Not being a recent product release, I had the advantage over my fellow reviewers. I could peruse their findings before reporting mine. What struck me was thinking that we weren’t reviewing the same amplifier at all. One writer described the Diablo as cold and lacking in emotion. Another called it warm and organic, yet another neutral and fluid. The only thing we all seem to agree on is the phenomenal level of resolution, detail retrieval, ambience recreation and dynamics this amplifier is capable of. In an attempt perhaps to reconcile seemingly opposing views, I’ll add that the Diablo is utterly transparent to the rest of your system, chosen playback material included. This admittedly is something reviewers often say when otherwise feeling at a loss to describe a component’s sound more specifically. Even so, the Diablo had this quality more than any other component I reviewed to date. Everything and anything mattered when it came to the overall voicing of my system. Beware that if you fall for the Diablo's charms, you might spend a lot of time tweaking your system not because you need to but because you now can hear these often small differences so very clearly.

There are some aspects of the Diablo's sound that are its own. Starting with dynamics from massive explosions to the finest of micro fluctuations, this amplifier had the most explosive unrestricted range I have heard. 6moons regulars know that for two of our writers, one of our absolute references for low-level dynamics is FirstWatt’s F5 whenever a mere 25 watts aren’t a practical limitation. Microdynamically the Diablo was at least as nimble.

Muted string pizzicatos from Britten's Playful Pizzicato bristle no matter how low you listen over either amplifier. This translates into amazingly clear transients that are sharp in a good way. A harpsichord is probably one of the most challenging instruments to reproduce. Dull its needle-like attacks and it will sound like a dead toy piano. Over-sharpen them and get holes drilled into your temples. Switching to Padre Soler's Fandango and Sonatas with Scott Ross, a long-time favorite, the instrument was in the room no matter how low I turned down the volume.

The dynamic qualities of Scott Ross' playing remained intact. At very low levels his music eventually scaled down in size but the sharp pinch of the strings never dulled or rounded over as it does sooner or later over all amplifiers - even the F5.

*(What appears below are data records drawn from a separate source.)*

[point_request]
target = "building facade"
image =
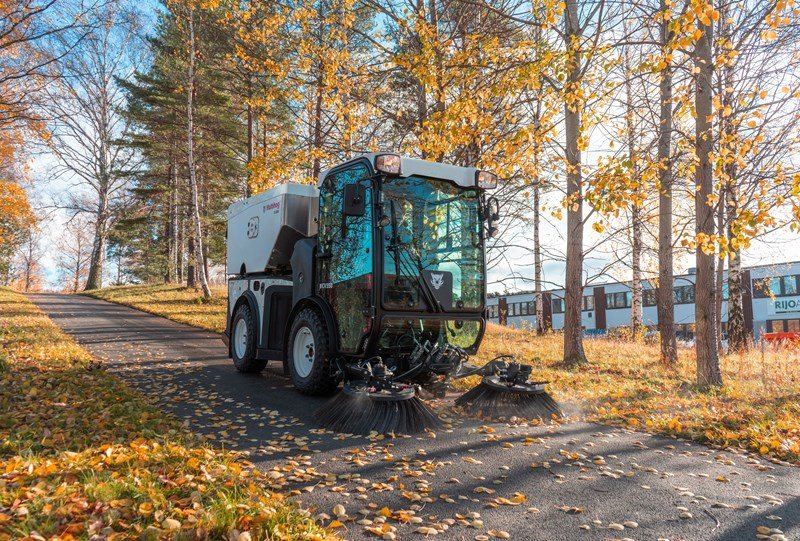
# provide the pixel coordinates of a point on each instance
(771, 299)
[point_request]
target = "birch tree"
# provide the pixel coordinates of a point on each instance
(83, 106)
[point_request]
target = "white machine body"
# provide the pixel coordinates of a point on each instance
(262, 229)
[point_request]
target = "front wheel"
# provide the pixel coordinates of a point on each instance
(308, 359)
(243, 342)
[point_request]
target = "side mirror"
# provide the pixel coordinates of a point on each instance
(492, 212)
(355, 200)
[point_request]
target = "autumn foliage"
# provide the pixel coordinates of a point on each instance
(758, 410)
(83, 455)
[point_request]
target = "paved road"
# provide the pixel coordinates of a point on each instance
(577, 479)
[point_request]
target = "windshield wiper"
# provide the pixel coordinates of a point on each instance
(396, 246)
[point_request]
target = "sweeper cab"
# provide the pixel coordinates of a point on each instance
(375, 278)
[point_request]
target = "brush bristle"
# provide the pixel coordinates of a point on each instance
(486, 401)
(359, 414)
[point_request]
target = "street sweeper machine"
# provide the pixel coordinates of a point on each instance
(372, 286)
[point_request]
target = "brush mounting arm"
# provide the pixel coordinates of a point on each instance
(504, 369)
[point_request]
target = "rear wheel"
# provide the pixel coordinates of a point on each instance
(308, 359)
(243, 341)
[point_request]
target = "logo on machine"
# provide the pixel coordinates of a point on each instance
(252, 228)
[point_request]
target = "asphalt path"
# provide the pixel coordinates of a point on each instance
(573, 481)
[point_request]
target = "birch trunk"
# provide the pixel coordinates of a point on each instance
(708, 373)
(636, 224)
(195, 210)
(573, 108)
(665, 301)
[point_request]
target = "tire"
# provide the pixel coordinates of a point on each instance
(307, 355)
(243, 341)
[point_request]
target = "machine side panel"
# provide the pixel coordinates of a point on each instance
(262, 229)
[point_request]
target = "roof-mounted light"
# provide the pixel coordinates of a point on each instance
(388, 163)
(485, 180)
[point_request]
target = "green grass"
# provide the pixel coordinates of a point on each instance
(623, 384)
(82, 454)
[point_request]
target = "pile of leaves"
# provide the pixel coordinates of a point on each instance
(84, 456)
(624, 383)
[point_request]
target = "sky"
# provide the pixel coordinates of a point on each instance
(777, 247)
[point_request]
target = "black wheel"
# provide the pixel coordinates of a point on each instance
(243, 341)
(308, 360)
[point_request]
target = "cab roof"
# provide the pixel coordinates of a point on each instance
(461, 176)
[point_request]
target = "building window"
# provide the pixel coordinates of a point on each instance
(621, 299)
(789, 285)
(684, 294)
(777, 286)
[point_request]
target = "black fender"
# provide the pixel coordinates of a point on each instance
(250, 298)
(323, 308)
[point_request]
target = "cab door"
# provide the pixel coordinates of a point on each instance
(345, 253)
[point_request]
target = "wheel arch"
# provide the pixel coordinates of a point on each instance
(248, 298)
(318, 304)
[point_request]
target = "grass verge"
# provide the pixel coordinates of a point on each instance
(84, 456)
(624, 384)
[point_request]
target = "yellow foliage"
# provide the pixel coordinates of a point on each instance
(79, 447)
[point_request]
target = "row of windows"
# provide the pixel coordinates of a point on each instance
(783, 325)
(587, 304)
(778, 286)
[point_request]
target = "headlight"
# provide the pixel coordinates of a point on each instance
(388, 163)
(485, 180)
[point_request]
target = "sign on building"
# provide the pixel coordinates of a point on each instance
(784, 305)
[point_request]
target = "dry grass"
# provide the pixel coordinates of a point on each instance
(758, 409)
(83, 456)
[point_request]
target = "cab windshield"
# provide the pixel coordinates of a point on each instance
(432, 248)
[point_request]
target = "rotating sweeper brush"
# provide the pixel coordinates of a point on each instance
(375, 403)
(506, 391)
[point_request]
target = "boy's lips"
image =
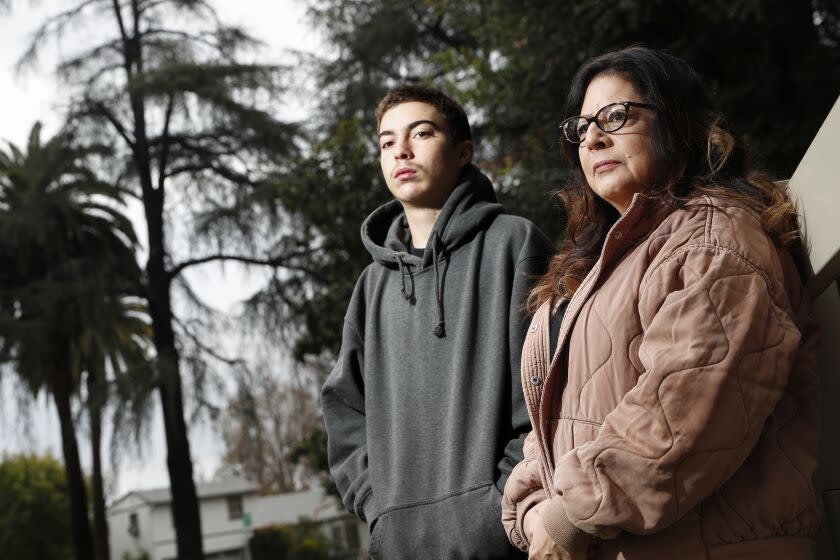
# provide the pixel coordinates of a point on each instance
(405, 172)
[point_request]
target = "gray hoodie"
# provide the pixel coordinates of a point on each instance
(424, 410)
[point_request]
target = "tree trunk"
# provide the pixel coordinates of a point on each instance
(96, 399)
(82, 542)
(185, 510)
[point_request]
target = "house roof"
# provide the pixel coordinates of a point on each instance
(291, 508)
(215, 489)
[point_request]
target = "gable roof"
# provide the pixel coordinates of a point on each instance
(205, 490)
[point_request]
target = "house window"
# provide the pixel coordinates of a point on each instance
(234, 507)
(133, 525)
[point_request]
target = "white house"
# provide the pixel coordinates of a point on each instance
(140, 522)
(816, 184)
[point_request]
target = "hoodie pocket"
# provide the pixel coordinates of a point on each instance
(463, 526)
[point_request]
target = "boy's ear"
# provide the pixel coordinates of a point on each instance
(466, 149)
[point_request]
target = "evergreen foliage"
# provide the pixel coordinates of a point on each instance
(34, 504)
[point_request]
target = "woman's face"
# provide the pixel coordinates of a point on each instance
(618, 164)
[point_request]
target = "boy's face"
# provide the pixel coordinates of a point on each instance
(420, 160)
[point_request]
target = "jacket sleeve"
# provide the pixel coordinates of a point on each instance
(717, 349)
(531, 263)
(343, 404)
(523, 491)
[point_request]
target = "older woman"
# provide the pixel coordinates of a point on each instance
(669, 368)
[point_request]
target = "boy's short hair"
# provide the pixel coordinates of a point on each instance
(453, 114)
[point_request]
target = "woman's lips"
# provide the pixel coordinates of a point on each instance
(604, 166)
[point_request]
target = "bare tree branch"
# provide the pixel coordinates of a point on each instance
(275, 262)
(164, 151)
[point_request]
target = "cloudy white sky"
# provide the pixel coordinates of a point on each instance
(281, 24)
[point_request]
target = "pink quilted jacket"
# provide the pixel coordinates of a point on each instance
(678, 418)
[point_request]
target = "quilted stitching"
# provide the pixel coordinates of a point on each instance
(714, 258)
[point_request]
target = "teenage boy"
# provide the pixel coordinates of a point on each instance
(424, 409)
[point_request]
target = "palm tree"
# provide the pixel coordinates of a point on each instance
(66, 263)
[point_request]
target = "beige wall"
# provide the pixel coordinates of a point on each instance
(816, 187)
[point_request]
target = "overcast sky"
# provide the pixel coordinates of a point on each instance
(279, 23)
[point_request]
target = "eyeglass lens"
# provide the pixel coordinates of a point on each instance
(609, 119)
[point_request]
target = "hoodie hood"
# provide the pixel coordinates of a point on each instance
(468, 209)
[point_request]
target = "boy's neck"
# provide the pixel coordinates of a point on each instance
(420, 223)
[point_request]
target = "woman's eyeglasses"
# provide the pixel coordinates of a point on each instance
(609, 119)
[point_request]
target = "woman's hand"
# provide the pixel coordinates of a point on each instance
(544, 548)
(532, 520)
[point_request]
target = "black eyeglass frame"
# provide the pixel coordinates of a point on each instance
(594, 119)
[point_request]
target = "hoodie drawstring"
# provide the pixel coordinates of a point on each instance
(403, 272)
(440, 329)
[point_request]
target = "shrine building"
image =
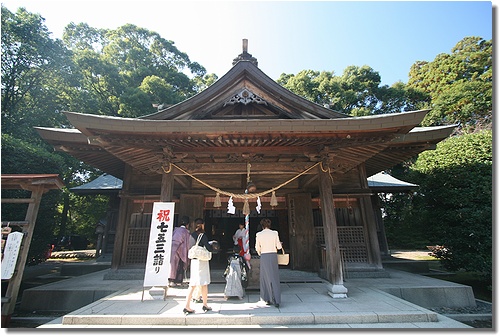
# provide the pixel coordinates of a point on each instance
(274, 154)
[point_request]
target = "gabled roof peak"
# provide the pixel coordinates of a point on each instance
(245, 56)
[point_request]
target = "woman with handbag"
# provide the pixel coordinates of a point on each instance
(267, 242)
(200, 269)
(179, 254)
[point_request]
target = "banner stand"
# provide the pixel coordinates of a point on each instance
(160, 244)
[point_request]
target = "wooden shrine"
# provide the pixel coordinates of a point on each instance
(309, 166)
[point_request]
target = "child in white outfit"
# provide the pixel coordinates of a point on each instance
(235, 273)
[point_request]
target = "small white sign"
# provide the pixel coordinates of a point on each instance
(160, 245)
(10, 253)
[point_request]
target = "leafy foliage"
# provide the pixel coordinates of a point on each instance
(126, 71)
(357, 92)
(459, 84)
(453, 207)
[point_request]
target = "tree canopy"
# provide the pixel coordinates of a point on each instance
(459, 86)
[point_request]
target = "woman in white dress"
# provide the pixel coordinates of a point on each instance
(199, 271)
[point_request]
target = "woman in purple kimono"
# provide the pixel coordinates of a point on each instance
(178, 255)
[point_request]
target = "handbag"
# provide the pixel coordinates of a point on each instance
(199, 252)
(284, 258)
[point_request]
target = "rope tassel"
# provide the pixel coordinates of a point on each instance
(246, 208)
(217, 202)
(274, 200)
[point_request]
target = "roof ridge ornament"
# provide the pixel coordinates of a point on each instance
(245, 56)
(245, 96)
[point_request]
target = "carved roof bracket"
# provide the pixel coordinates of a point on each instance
(245, 96)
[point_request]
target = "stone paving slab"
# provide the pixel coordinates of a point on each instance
(304, 304)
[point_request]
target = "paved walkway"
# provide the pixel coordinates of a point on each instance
(305, 305)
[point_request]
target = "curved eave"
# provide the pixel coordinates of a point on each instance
(32, 181)
(95, 125)
(76, 144)
(406, 146)
(246, 74)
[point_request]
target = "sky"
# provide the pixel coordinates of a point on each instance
(288, 36)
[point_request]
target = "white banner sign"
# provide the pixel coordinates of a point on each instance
(160, 245)
(10, 253)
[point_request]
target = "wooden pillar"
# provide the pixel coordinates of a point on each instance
(370, 225)
(382, 238)
(301, 232)
(167, 187)
(192, 205)
(15, 282)
(122, 222)
(334, 261)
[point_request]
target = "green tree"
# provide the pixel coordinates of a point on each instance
(453, 206)
(357, 92)
(128, 70)
(34, 67)
(459, 85)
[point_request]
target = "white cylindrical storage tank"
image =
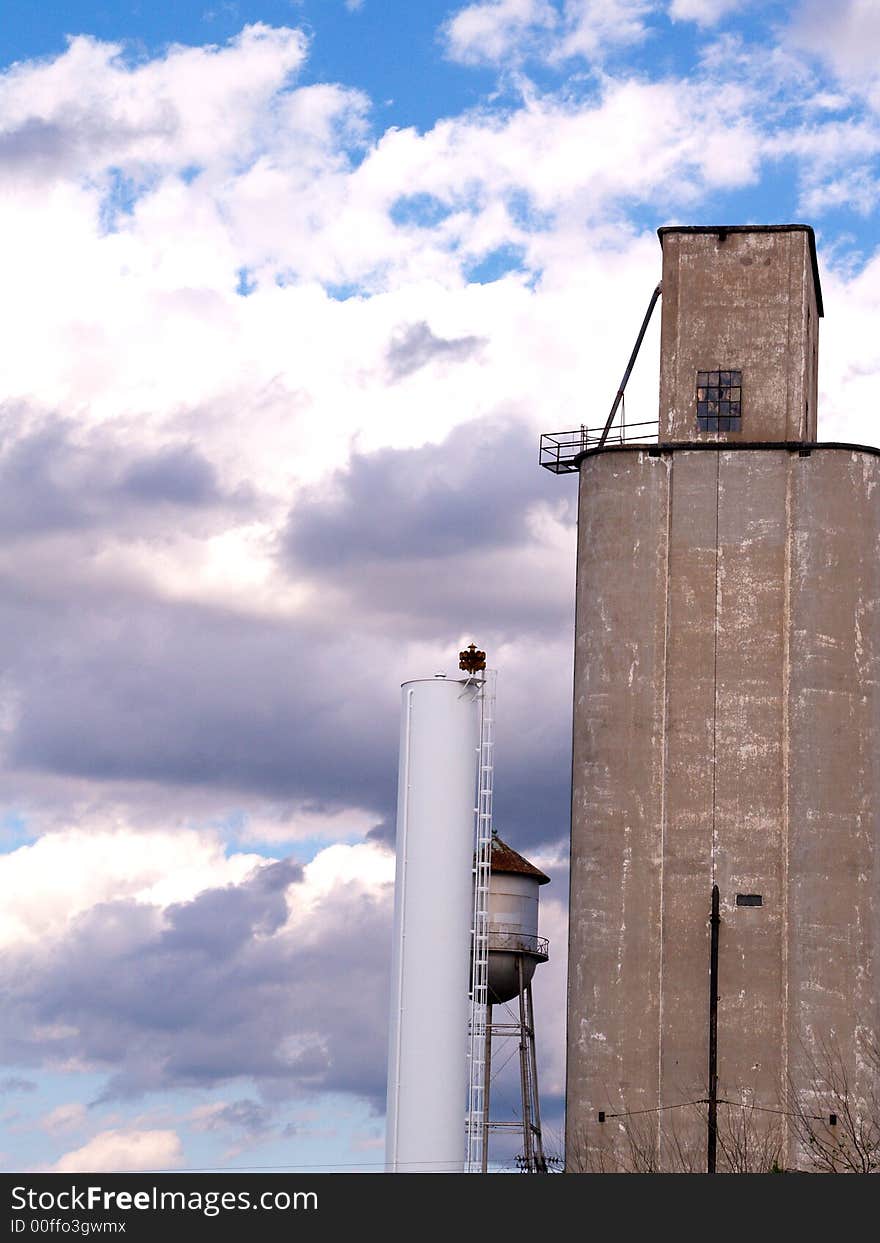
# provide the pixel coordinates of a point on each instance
(433, 915)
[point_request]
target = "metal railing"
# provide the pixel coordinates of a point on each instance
(559, 450)
(511, 940)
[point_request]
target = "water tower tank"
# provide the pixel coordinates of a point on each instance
(515, 947)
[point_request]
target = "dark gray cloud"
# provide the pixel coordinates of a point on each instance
(415, 347)
(110, 685)
(81, 141)
(15, 1083)
(131, 689)
(213, 993)
(178, 474)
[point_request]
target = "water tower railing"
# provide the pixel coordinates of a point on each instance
(510, 940)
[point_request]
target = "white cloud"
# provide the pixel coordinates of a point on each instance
(507, 31)
(492, 30)
(49, 884)
(123, 1151)
(705, 13)
(844, 34)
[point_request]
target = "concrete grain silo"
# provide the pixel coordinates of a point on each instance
(726, 736)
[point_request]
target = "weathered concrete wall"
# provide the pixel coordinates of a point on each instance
(726, 730)
(745, 301)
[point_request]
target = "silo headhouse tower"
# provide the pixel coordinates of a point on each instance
(725, 920)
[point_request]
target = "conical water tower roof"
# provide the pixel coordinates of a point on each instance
(505, 859)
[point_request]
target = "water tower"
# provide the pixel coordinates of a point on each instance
(465, 934)
(515, 950)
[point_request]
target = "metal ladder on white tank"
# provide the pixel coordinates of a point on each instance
(479, 992)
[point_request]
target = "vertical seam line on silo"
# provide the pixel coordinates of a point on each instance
(786, 768)
(664, 745)
(715, 655)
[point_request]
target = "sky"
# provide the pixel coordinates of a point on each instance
(290, 291)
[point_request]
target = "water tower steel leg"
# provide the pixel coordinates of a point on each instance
(525, 1075)
(540, 1162)
(489, 1083)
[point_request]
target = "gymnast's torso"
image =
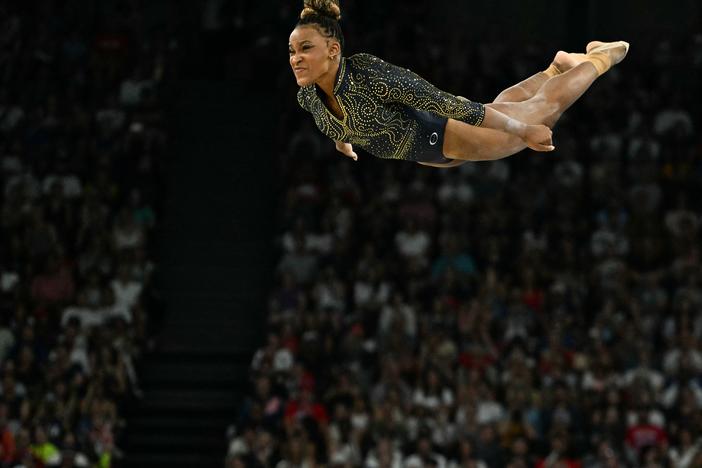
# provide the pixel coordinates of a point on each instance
(387, 110)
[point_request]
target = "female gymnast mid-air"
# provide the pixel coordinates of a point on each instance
(393, 113)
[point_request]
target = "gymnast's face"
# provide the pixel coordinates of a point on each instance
(310, 55)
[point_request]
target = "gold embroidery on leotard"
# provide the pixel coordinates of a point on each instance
(377, 100)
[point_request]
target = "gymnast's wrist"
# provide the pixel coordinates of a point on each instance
(515, 127)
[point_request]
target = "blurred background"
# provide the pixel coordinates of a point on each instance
(190, 275)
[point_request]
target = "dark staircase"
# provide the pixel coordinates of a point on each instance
(215, 261)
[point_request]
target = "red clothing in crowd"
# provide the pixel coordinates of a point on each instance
(297, 409)
(642, 435)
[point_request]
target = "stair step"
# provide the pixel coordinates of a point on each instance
(194, 375)
(174, 425)
(193, 400)
(171, 460)
(184, 443)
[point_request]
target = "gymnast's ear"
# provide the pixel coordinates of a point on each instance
(334, 48)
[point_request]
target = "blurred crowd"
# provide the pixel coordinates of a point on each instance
(81, 143)
(537, 311)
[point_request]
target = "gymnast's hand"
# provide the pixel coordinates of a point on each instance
(538, 138)
(346, 149)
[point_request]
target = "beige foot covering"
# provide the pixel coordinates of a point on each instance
(604, 55)
(552, 71)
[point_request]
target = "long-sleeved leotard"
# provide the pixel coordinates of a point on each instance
(379, 102)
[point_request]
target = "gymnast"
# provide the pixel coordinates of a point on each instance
(393, 113)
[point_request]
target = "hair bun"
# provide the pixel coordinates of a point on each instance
(328, 8)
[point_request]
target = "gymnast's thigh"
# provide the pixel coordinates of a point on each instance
(471, 143)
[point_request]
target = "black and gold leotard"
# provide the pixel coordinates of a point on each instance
(380, 104)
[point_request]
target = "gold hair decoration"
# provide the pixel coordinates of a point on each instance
(321, 7)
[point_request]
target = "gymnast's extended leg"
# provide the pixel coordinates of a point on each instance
(466, 142)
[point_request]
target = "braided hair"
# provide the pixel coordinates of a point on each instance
(325, 16)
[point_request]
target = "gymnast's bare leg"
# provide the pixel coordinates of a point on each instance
(551, 98)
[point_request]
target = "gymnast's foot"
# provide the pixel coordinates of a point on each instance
(564, 61)
(616, 51)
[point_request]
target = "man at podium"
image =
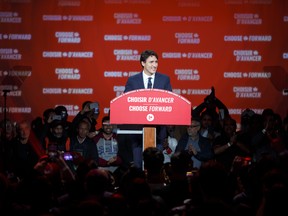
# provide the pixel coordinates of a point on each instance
(148, 78)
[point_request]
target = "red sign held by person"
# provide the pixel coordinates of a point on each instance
(150, 107)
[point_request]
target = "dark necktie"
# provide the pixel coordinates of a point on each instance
(149, 82)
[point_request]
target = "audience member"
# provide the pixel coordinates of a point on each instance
(89, 114)
(83, 146)
(24, 153)
(57, 139)
(169, 144)
(215, 107)
(199, 147)
(108, 148)
(227, 146)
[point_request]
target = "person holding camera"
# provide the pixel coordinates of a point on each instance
(90, 112)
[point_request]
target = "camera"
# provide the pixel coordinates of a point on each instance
(95, 106)
(67, 156)
(56, 117)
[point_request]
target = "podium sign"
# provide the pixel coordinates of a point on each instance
(150, 107)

Production line of Gryphon Colosseum amplifiers

Where the Diablo then simply trounced the Nelson Pass design was with macrodynamic explosions. The rise of both amplifiers seemed equally fast (a tad faster for the Diablo perhaps) but the Dane could differentiate dynamic levels to an even greater extent especially on the most massive of orchestral pieces. That was easy to hear. Take the last minutes of Saint-Saëns’ Symphony with Organ, an utter orchestral mayhem with the organ going pretty much all out yet at the very end still adding the kettle drums for the final thunder. With the F5, the drums entered. With the Diablo they exploded. There seemed no limit to where this amplifier could go.